When public sentiment towards the accusers and the trials began to change, Tituba recanted her confession. This further enraged Parris, who in retaliation, refused to pay the jailer's fee to get Tituba out a prison. As a result, she spent thirteen months in jail until an unknown person paid the seven pounds for her release and bought her. It is likely that the same person bought her husband, John, because Puritans were not inclined to split up married couples, even slaves. It is unknown what happened to her after she began her life with her new owner.

Sarah Osborne

Born in Watertown, Massachusetts in about 1643, Sarah Warren married Robert Prince, a Salem Villager who purchased a 150-acre farm next to Captain John Putnam's. Putnam was Prince's neighbor and also his brother-in-law and the executor (along with Thomas Putnam) of his will. When Prince died prematurely in 1674, he left his land entrusted to his wife Sarah with the provision that upon their coming of age, it be given to his and Sarah's two sons -- James, who was six-years-old at the time, and Joseph, who was two. However, soon after her husband's death, Sarah hired an indentured Irish immigrant by the name of Alexander Osborne as a farm hand and paid off his indenture.
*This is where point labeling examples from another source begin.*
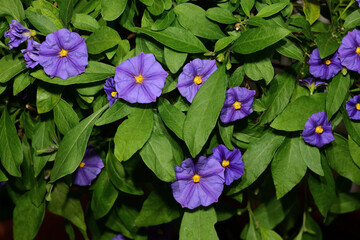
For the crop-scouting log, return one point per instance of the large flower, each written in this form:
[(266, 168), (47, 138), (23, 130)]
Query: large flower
[(199, 184), (231, 161), (63, 54), (324, 68), (193, 76), (31, 53), (238, 104), (318, 130), (17, 34), (349, 51), (353, 107), (110, 91), (89, 168), (140, 79)]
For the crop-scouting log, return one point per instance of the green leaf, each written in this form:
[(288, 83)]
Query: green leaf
[(10, 145), (289, 160), (337, 91), (133, 133), (256, 39), (322, 189), (198, 224), (289, 49), (72, 148), (339, 159), (47, 97), (157, 153), (271, 9), (118, 110), (295, 115), (104, 195), (112, 9), (66, 10), (352, 20), (95, 71), (327, 44), (345, 203), (204, 111), (119, 177), (174, 60), (85, 22), (278, 95), (65, 205), (188, 14), (10, 66), (221, 15), (65, 117), (102, 39), (157, 209), (176, 38), (12, 8), (172, 117), (256, 159), (312, 10), (27, 218), (247, 5)]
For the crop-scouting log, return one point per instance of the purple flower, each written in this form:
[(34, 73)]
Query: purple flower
[(140, 79), (353, 107), (17, 34), (63, 54), (199, 184), (317, 130), (324, 68), (89, 168), (231, 161), (110, 91), (31, 53), (238, 104), (193, 76), (349, 51)]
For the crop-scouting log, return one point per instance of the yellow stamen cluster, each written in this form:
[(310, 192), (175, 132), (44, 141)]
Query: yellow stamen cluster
[(196, 178), (319, 129)]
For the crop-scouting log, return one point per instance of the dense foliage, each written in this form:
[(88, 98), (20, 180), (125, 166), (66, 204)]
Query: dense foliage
[(167, 119)]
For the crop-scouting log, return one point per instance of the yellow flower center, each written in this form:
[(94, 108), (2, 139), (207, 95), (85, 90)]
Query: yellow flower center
[(197, 80), (357, 106), (319, 129), (196, 178), (225, 163), (357, 50), (237, 105), (63, 53), (139, 78)]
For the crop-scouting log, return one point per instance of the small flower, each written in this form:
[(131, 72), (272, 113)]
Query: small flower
[(193, 76), (31, 53), (353, 107), (199, 184), (324, 68), (318, 130), (17, 34), (349, 51), (140, 79), (231, 162), (63, 54), (238, 104), (89, 168), (110, 91)]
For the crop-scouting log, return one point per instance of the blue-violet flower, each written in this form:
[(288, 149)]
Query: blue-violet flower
[(193, 76), (198, 184)]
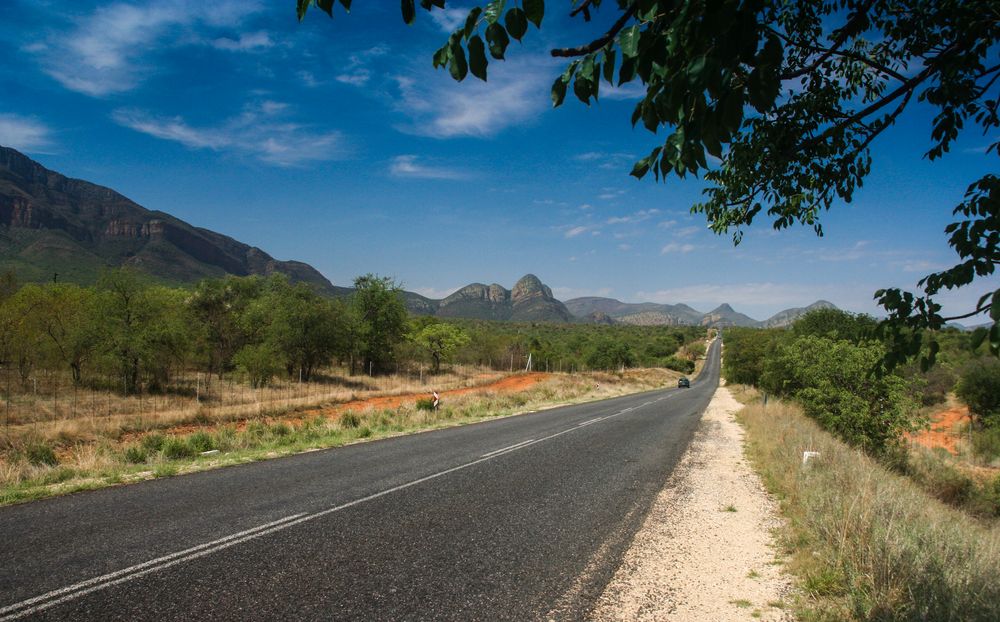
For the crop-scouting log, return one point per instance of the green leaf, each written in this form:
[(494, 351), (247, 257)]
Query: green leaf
[(477, 58), (558, 92), (471, 21), (409, 10), (582, 88), (609, 66), (628, 40), (301, 6), (535, 11), (326, 6), (977, 337), (497, 39), (458, 67), (493, 11), (516, 22)]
Rumors spread about Sarah and Alexander's living together and eventually the two were married. Sarah, then attempted to overtake her children's inheritance and seize control of the estate for herself and her new husband, thus breaking her deceased husband's will. Legal battles ensued between Osborne and her children, who were the rightful heirs of Prince's land and were defended by the Putnams. Such conflict continued until February of 1692 when Sarah Osborne became one of the first three persons accused of witchcraft in Salem.

Sarah was accused by Thomas and Edward Putnam, Joseph Hutchinson, and Thomas Preston for afflicting Ann Putnam, Jr., Betty Parris, Abigail Williams, and Elizabeth Hubbard. Unlike the other two women accused with her, Tituba and Sarah Good, Osborne never confessed to witchcraft nor attempted to accuse anyone else. In her own defense, she was the first defendant to assert in her defense the theological claim that the devil could take the shape of another person without their compliance -- a view that eventually prevailed and brought the Salem trials to a halt. Nonetheless, Osborne never came to trial because she died, shackled in prison on May 10, 1692 at the age of 49.

Why was Sarah Osborne accused of witchcraft? To answer this question, we must look closely at the society in which she lived and at her reputation in it. Historians Paul Boyer and Stephen Nissenbaum argue that many of the accused witches were perceived as upsetting established "patterns of land tenure and inheritance." Sarah Osborne fits this profile. Not only was Salem Village aware of her fornication with Alexander (an obvious Puritan sin), but by endeavoring to gain full ownership of her late husband's estate, she disregarded her society's set practices of inheritance and land tenure, and challenged the tradition of strong, extended family alliances. By aspiring to deny her two sons of their wealth and social position, she threatened the growth and stability of Putnam family alliances in Salem Village.